Le Brooke Bond Red Label 6 Pack Band, ou plus simplement le 6-Pack, réunit ainsi six musiciennes transsexuelles qui n’hésitent pas à chanter en “hinglish” qu’elles sont heureuses, tout en rappelant qu’en Inde, cette minorité est encore l’objet d’énormément de discriminations.
Dans ce clip produit par Y-Films, branche de Yash Raj Films tournée vers la “culture jeune”, apparaissent également Sonu Nigam, véritable star de la chanson indienne, ainsi que Anushka Sharma, mannequin et actrice populaire qui, en voix off, résume le quotidien de cette communauté appelée hijras :
“Le troisième genre. Ignoré par la plupart des gens, tolérés par certains, incompris par tous. En Inde, les hijras forment une communauté pratiquement en exil. Elles se tiennent debout à côté des feux de circulation, après avoir échoué à se fondre dans la masse, cognant à nos vitres, dans l’espoir d’un peu de gentillesse et, peut être, d’un sourire. Mais quand elles n’obtiennent ni l’un ni l’autre, elles gardent la tête haute, et trouvent toujours le moyen d’être simplement… heureuses.”

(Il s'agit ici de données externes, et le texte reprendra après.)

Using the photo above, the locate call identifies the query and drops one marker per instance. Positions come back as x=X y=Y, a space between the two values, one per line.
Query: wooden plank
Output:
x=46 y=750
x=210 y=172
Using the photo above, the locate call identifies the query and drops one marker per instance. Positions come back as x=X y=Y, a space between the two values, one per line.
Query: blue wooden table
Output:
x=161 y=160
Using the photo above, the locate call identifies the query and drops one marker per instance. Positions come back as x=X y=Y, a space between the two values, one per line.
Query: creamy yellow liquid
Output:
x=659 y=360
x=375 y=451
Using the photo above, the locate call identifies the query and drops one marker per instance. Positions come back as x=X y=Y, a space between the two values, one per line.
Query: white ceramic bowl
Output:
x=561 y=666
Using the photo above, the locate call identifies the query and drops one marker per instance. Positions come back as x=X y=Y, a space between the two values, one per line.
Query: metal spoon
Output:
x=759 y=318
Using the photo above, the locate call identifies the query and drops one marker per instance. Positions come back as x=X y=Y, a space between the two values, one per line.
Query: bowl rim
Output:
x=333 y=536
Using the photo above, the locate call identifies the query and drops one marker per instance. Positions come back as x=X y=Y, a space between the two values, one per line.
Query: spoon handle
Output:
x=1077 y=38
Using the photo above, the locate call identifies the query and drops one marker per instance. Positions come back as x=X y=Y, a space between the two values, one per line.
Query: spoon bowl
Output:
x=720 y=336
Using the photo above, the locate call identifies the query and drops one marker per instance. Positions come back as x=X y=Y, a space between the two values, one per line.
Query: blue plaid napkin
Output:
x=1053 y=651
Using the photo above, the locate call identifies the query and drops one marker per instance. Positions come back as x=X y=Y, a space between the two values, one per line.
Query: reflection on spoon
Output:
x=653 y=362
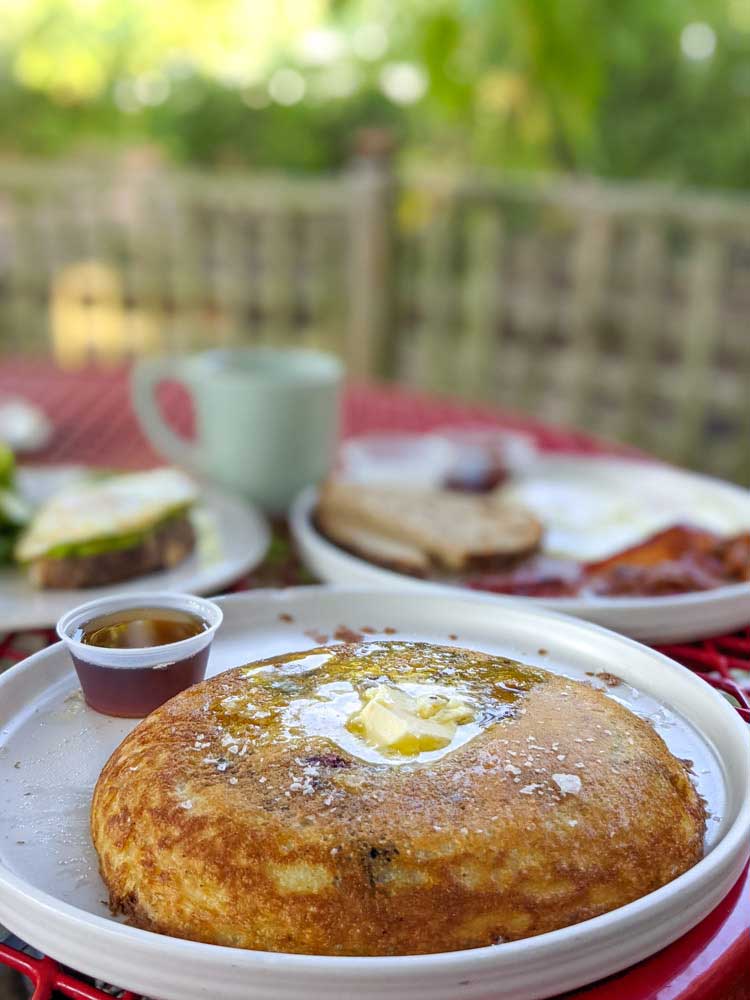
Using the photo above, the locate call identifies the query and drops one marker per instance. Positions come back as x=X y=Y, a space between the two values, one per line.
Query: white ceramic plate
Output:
x=53 y=749
x=232 y=538
x=596 y=506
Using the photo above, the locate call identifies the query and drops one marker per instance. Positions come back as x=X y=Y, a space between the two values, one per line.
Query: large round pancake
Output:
x=220 y=820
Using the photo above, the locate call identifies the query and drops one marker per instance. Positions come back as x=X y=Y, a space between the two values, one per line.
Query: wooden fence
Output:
x=622 y=310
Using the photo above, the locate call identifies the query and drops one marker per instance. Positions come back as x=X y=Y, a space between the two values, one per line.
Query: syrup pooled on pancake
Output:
x=479 y=801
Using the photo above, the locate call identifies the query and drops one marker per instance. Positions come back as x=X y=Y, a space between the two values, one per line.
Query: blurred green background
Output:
x=616 y=88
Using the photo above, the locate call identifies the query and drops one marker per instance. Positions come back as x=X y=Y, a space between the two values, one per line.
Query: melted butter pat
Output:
x=393 y=721
x=385 y=703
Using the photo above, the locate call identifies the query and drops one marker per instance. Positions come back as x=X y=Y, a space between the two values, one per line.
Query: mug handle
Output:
x=145 y=378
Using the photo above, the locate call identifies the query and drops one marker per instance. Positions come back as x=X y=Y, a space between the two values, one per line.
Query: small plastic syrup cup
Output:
x=130 y=683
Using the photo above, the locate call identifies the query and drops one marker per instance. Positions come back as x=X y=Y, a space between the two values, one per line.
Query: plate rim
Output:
x=729 y=853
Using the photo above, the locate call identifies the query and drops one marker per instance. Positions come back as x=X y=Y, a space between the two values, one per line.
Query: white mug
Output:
x=266 y=418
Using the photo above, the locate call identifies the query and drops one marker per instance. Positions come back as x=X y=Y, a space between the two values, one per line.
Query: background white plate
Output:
x=232 y=538
x=53 y=747
x=608 y=491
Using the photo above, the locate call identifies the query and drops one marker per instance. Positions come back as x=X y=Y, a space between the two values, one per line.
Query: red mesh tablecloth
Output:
x=94 y=424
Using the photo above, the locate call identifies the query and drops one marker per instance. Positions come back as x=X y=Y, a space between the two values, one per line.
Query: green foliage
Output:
x=595 y=86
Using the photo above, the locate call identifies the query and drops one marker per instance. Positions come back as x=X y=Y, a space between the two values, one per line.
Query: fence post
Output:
x=371 y=341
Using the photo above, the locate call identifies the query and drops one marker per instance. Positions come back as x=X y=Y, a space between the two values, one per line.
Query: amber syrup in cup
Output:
x=132 y=659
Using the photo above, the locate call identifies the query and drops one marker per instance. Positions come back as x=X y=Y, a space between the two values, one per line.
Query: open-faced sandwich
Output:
x=108 y=529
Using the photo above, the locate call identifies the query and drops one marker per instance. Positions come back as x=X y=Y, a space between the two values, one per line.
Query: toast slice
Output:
x=455 y=530
x=373 y=545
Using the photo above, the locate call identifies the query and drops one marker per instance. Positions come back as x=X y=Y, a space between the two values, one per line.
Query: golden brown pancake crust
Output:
x=289 y=843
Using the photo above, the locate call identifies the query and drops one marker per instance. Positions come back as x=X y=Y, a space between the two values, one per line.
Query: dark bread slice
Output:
x=168 y=544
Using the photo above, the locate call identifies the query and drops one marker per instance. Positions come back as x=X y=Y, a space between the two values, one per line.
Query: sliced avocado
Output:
x=112 y=543
x=7 y=465
x=14 y=510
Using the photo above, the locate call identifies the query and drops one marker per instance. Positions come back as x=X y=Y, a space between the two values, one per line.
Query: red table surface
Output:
x=94 y=424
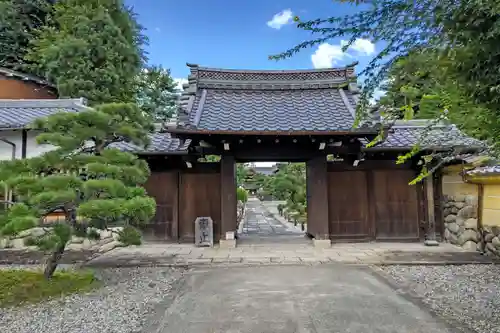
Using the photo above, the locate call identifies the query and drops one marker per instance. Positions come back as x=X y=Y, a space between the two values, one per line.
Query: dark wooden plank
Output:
x=317 y=209
x=199 y=196
x=368 y=165
x=228 y=195
x=371 y=205
x=348 y=205
x=396 y=205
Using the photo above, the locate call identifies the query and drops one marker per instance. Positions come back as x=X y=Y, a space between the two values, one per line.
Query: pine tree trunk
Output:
x=52 y=261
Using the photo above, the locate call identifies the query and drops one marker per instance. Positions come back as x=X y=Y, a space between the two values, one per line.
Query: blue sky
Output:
x=240 y=34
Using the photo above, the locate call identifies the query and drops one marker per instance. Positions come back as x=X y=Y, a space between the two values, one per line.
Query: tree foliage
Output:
x=91 y=49
x=418 y=87
x=157 y=93
x=18 y=21
x=457 y=29
x=462 y=36
x=95 y=185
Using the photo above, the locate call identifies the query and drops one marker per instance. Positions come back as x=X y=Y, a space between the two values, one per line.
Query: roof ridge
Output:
x=265 y=71
x=66 y=102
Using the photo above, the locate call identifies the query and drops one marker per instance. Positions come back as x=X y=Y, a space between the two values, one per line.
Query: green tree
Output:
x=418 y=86
x=91 y=49
x=18 y=21
x=241 y=173
x=157 y=92
x=465 y=33
x=96 y=186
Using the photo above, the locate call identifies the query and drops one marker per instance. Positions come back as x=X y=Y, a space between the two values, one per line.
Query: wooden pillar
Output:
x=431 y=219
x=317 y=198
x=228 y=195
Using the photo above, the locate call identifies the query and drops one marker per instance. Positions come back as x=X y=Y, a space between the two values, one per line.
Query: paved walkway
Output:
x=272 y=208
x=286 y=254
x=260 y=226
x=290 y=299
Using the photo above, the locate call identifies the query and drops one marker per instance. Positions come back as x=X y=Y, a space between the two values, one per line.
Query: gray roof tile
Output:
x=17 y=114
x=275 y=110
x=250 y=100
x=159 y=143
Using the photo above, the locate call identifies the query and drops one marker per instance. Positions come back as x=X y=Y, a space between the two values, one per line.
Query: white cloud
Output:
x=264 y=164
x=328 y=55
x=361 y=46
x=180 y=82
x=280 y=19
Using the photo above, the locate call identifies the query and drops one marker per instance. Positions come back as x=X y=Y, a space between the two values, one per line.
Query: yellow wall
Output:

La communauté hijra en Inde
Depuis quelque temps, les droits LBGT se sont considérablement améliorés en Inde. En 2009, la Haute Cour de Delhi décriminalisait l’homosexualité. En 2014, la communauté transsexuelle gagnait une reconnaissance officielle en Inde avec la mise en place d’un troisième genre et la possibilité de cocher la case “T” et non plus seulement “F” ou “M” sur les documents officiels. Une distinction très peu répandue à travers le monde.
La même année, Padmini Prakash devenait la première présentatrice trans en Inde. Et, pas plus tard que la semaine dernière, Madhu Kinnar est devenue, à 35 ans, la première maire transsexuelle en étant élue à la tête de Raigarh, une ville de plus de 150 000 habitants.

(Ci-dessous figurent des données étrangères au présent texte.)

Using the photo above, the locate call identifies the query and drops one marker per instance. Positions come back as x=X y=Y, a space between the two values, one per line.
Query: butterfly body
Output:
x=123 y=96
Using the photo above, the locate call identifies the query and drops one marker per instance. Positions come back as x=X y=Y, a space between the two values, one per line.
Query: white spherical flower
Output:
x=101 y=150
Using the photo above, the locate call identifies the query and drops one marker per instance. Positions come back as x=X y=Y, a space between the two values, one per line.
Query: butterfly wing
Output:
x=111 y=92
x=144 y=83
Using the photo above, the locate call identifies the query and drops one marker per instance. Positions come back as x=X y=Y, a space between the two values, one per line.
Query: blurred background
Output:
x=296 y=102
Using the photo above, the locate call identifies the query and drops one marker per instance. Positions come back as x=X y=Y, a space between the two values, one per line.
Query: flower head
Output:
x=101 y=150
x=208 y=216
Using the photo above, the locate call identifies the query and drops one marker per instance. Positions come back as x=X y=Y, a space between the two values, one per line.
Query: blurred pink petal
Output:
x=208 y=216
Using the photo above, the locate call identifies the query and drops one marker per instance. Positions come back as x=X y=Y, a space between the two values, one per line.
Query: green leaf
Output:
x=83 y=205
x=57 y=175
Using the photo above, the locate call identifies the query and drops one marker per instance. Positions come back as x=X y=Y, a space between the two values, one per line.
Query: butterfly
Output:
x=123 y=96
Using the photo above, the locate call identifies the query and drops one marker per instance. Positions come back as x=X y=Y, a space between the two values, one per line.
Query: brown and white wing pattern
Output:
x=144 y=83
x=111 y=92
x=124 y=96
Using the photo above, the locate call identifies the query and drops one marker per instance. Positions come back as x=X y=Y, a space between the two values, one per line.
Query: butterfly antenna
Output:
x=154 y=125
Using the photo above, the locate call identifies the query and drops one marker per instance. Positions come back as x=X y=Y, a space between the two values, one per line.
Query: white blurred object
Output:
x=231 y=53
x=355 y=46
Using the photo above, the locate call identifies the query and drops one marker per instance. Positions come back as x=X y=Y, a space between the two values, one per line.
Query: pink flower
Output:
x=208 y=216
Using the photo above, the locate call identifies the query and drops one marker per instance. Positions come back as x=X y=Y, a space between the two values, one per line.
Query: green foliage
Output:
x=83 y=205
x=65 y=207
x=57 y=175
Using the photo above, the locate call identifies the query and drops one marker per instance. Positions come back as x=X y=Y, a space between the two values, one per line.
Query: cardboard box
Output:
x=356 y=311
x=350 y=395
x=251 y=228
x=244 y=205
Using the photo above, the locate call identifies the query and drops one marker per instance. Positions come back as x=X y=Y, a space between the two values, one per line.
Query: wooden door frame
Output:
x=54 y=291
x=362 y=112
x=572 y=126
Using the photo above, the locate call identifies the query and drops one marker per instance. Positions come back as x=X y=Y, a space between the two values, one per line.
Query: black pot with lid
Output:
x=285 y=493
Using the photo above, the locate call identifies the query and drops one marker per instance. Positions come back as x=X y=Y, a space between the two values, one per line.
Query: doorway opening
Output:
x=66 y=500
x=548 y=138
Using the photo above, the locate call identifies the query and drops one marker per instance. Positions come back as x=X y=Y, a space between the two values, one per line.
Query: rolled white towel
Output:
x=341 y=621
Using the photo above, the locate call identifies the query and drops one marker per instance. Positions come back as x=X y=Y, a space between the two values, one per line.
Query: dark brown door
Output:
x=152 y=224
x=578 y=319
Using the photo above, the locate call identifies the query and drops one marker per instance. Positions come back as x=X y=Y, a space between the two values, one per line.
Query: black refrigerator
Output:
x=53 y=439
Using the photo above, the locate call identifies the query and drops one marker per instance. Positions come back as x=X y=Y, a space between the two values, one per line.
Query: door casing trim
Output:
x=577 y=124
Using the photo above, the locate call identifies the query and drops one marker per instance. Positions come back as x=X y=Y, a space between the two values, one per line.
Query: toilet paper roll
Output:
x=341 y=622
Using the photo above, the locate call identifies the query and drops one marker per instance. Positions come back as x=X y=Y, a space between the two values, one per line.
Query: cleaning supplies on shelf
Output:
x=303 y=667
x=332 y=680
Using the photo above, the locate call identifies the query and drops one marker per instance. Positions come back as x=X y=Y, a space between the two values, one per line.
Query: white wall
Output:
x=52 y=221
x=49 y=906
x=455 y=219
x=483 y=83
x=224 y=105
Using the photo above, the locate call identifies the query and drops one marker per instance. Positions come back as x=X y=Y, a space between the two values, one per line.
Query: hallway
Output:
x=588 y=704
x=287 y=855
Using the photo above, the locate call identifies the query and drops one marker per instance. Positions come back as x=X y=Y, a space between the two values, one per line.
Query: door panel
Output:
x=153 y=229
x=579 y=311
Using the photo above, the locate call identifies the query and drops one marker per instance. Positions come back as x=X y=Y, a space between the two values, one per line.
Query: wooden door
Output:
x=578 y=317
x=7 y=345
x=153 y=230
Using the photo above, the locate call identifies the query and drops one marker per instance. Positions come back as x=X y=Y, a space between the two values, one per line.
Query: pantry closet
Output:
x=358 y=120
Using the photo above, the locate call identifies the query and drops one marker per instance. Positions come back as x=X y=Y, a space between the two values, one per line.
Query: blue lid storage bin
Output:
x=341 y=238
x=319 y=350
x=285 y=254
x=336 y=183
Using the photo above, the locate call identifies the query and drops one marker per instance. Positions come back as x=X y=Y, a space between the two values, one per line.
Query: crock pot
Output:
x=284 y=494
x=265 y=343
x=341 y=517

Autant dire que l’état des lieux est loin d’être catastrophique, par rapport à de nombreux pays. Il faut dire les hijras ont un statut bien particulier en Inde qui remonte à une ancienne tradition hindoue selon laquelle elles doivent sacrifier leur vie sexuelle afin de privilégier leur vie spirituelle. Elles sont ainsi à la fois une bénédiction car leur castration leur confère un pouvoir de fertilité, mais aussi une malédiction car elles seraient capables de jeter le “mauvais œil”.
Eunuques pour certains, travestis pour d’autres, ou encore trans ou hermaphrodites : le terme hijra est difficilement traduisible et témoigne de la diversité actuelle des membres de cette communauté. Shashi Bhushan, défenseur des droits LGBT en Inde résume pour Slate : “Elles ont un corps d’homme mais une âme féminine”.

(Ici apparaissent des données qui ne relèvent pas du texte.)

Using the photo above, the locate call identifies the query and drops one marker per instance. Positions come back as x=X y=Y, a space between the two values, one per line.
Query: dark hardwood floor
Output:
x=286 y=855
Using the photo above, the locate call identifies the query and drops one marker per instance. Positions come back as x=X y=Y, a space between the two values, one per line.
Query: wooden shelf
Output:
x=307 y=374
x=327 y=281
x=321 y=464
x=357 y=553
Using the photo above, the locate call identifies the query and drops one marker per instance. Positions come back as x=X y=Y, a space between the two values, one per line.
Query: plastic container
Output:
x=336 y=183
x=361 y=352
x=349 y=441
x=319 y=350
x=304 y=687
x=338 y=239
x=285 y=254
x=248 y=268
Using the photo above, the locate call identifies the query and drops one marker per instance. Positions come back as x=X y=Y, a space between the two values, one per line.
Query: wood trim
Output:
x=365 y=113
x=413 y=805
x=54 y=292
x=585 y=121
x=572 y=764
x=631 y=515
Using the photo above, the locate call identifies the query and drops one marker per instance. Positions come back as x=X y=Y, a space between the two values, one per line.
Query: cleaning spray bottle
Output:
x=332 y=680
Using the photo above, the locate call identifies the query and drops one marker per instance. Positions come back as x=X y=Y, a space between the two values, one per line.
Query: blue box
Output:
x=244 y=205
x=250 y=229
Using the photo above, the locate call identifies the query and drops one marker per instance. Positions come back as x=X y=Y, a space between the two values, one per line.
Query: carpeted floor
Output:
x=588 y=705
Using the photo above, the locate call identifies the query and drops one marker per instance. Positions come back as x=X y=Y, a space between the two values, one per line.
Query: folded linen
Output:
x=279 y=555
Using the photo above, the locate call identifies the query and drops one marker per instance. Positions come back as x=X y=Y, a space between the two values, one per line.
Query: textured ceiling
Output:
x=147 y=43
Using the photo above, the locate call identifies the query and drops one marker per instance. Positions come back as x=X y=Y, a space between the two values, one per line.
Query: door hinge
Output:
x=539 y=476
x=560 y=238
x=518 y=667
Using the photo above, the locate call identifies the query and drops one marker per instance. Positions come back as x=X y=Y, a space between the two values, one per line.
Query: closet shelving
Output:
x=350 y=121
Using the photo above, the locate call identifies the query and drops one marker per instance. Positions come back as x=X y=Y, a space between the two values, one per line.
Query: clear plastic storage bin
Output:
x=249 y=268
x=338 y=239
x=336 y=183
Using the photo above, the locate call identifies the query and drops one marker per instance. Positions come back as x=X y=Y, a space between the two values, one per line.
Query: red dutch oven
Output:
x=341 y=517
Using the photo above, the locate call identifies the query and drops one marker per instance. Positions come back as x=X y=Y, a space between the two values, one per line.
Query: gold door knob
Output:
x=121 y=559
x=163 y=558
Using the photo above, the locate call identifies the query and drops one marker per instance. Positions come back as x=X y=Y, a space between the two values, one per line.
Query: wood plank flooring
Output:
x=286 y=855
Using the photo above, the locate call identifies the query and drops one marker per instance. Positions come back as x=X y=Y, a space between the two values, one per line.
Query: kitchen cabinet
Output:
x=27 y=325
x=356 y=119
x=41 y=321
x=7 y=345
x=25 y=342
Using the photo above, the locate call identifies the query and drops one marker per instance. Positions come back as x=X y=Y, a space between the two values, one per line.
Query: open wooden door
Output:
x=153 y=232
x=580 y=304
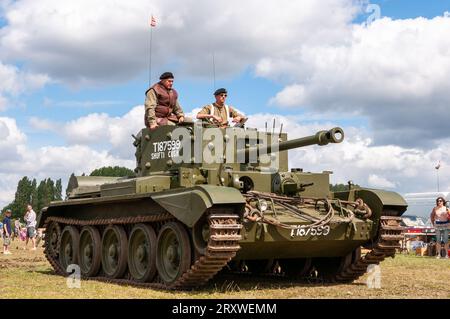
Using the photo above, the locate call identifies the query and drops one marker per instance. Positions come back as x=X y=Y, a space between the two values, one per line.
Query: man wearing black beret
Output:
x=161 y=103
x=219 y=112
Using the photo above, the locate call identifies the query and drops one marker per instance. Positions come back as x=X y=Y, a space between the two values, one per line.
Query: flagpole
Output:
x=150 y=58
x=437 y=173
x=437 y=167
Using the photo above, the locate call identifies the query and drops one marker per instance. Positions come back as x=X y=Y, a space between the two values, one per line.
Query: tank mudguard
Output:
x=189 y=204
x=378 y=200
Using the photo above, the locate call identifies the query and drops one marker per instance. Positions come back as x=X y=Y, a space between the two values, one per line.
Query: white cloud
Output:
x=395 y=72
x=95 y=42
x=379 y=181
x=42 y=124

Malgré cette tradition qui se perpétue, les hijras sont nombreuses à vivre en marge de la société indienne, et sont souvent contraintes à la prostitution, la mendicité ou des emplois précaires pour survivre, explique le Monde. C’est pourquoi ce genre de vidéo va vous rendre “happy”, parce qu’il permet de dénoncer des injustices tout en partageant un message d’espoir véhiculé par la bonne humeur communicative des musiciennes.